My foot slammed the pedal to the floorboard. Inside the engine, the rodents felt the electric cattle prod shock to run and chose to blatantly ignore any commands, as it was their union-mandated break from running the wheel which powered the three and one half cylinders that ran the engine. Nonplussed at my lack of escape velocity, my arms immediately moved into Plan B, pulling at the wheel in true emergency evasion mode. Jerkily, my ship of a car slowly swung starboard as my arms moved in frantic circular patterns, pulling it into the imminent and immediate safe harbor of a parking lot and away from the pursuing black and white torpedo. Mental alarms and claxons sounded loudly in my thoughts at the last several seconds of action.

It was just a night. Just a completely abnormal night where, once again, for inexplicable reasons, I had to make the wrong decision and take an unneeded risk. The mistakes were beginning to pile up like leaves. I would have kicked myself savagely at the idiocy I was displaying, but I needed my both legs to depress the brakes fully as I zoomed across the half full lot into a dry dock of even lines and cracked pavement. The keys hung in the ignition as I yanked at them. With an audible clang, the door slammed shut, illuminating my shifty presence like a floodlight. I swore again.

My heart was pounding a relentless and remorseless series of signals against my chest, which vibrated across all sectors of my body, and even registered in my brain. Stupid stupid stupid stupid it stated flatly. Its beat was so loud that I almost told it to shut up as I was crashing through knee high bushes toward the Super Amazing 24 Hour Convenience store. I then realized that should it decide to take such a request literally I would be in a worse way than my current predicament. I decided to deal with its relentless nagging in silence. Clunk. The sound of metal pipe embedding itself in my knee reached my ears just as the palpable waves of pain dropped me in agony on the mildly littered ground.

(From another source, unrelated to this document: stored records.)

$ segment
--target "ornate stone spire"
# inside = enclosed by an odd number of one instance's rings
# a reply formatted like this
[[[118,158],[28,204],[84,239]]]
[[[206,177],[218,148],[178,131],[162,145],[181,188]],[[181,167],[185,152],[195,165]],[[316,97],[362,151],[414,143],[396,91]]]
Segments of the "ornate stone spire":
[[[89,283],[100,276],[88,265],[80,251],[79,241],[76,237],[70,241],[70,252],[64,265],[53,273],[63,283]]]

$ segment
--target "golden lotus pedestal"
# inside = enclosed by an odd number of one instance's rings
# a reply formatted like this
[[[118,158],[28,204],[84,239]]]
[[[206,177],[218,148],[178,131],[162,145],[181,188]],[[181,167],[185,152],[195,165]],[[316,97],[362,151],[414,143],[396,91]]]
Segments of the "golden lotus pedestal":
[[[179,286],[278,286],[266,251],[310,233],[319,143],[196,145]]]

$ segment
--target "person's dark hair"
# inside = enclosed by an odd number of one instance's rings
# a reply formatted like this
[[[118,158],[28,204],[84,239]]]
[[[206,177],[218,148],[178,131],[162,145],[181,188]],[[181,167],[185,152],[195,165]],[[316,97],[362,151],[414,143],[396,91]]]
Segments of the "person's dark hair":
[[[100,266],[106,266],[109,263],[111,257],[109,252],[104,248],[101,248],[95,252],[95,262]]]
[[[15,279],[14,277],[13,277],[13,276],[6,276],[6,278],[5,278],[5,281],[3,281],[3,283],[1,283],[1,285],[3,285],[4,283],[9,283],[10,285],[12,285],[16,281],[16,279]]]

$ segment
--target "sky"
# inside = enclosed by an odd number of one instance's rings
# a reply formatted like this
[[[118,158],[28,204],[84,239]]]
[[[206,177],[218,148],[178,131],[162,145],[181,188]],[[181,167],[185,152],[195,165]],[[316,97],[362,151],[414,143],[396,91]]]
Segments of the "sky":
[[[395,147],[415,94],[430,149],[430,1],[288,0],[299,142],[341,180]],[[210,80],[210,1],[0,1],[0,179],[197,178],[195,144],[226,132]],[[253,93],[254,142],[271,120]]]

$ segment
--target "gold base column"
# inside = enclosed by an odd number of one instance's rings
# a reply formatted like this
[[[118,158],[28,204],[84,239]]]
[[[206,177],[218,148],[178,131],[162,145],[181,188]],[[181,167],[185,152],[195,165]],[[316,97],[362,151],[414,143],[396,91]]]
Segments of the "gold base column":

From my supine position in mid-range dusty bushes, collapsed on what was unmistakably a half-filled extra large super soda container from the aforesaid bastion of commerce, my eyes widened and took in the cruiser now passing through the lot, no doubt looking at the parked cars methodically. I waited until it passed out and back onto the road, before pushing myself up to a standing position, and hobbling to the Super Amazing Convenience Store. My entry to the store was viewed with some amazement by the clerk. I couldn’t see his expression of disgust at first, because my pupils didn’t adjust from darkness to unnatural florescent brightness quick enough. Fortunately, his slack jawed expression was still there when my eyes adjusted.

After my eyes saw the clerk, they caught my reflection in a glass doored refrigerator. My shoes were coated in sandy dirt. A trickle of blood seeped from where the unseen pipe had impacted my leg. A weed was caught in my hair. And I had acquired a great smell that most definitely was not stale soda. I stumped around the store for a half hour under the clerk’s suspicious gaze, just to make sure I had thrown off all pursuit. In my opinion, the clerk didn’t really have the right to be giving me any sort of gaze at all, as I was a paying customer. Or maybe it was because he had a portable phone rubber banded to his head which he jabbered in as he manned the register. But since I didn’t want to disappoint him, I paid for a bottle of aspirin with a handful of change, mostly pennies, in true deadbeat style.

All that was left to do once the transaction was completed was weave back to my abandoned car, and drive home. At the door of my car, I had to remove my shirt and leave it there as an incriminating piece of evidence. If the authorities wanted to catch me that bad, they could deal with the increasingly heinous smell coming from it. It was just a night. Just a night with another pricelessly crazy escape.